For AT&T, it’s a big step and the merger would strengthen another solid source of revenue. As the wireless mobile market is getting saturated, enhancing bundle services, providing value adds and competitive products is becoming essential for top and bottom lines growth.
In the Wednesday hearing, both AT&T and Comcast made a case to the regulators, stating how indispensable it has become to make such strategic moves with the changing online video streaming environment. Executives from AT&T and Comcast argued that there’s no hidden intention behind their respectively acquisition proposals. It is rather meant to effectively compete in the video space. Comcast EVP David Cohen tried to mellow down regulators’ fear regarding killing competition in the market, saying that that Comcast does not share any market with Time Warner. So the combination would not lead to threatening other market players.
On the other hand, AT&T has been long looking to compete with other cable operators, but since this business isn’t core to the telecom provider business, it’s not able to give tough competition in this space. It aims to do so by joining forces with DirecTV by purchasing it for $49 billion. Senior EVP of AT&T John Stankey believes that the deal would enhance the company’s skill in offering fresh video models to their subscribers. The combined entity would also be able to serve the rural population better, as promised by AT&T when it said that it plans to expand its reach in rural and underserved regions to provide internet service.

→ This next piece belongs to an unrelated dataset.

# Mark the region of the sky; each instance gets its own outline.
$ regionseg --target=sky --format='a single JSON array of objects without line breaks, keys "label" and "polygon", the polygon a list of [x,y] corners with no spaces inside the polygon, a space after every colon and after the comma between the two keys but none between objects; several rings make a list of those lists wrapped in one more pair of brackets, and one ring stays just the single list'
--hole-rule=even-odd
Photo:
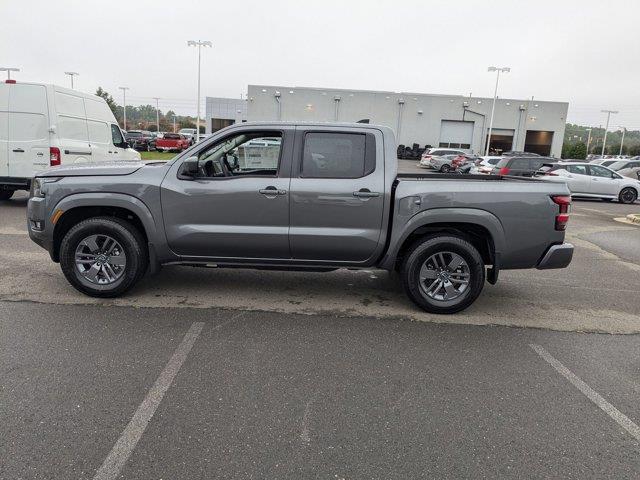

Is Dish Using “Scare Tactic”
Dish Network blatantly opposed Comcast’s deal to buy Time Warner, and said that the regulators should reject the deal on the face of it. Dish isn’t happy to see the combined company having control over half the American residential Internet broadband services. This could prevent small streaming companies. Dish made a comment warning about the two merger deals saying that incase the deals are given a green signal, it would decide how “a few large companies control what Americans watch and how they do so.”
To this Comcast’s Cohen responded that Dish was using a “scare tactic” to prevent the merger from happening. The regulators are already skeptical about the propositions, and Dish’s opposition makes the matter worse. The Federal Communication data shows that Comcast and Time Warner would have around 35% of the residential internet market share, so a 50% claim by Dish is a mere way of raising fears.
The two deals would be firmly screened by the FCC, given the amount of cynicism that is spread regarding its impact on competition and customers. Though both AT&T and Comcast have presented their cases in front of the Committee, it remains to be seen whether the regulators would consider the deal in favor of the duo.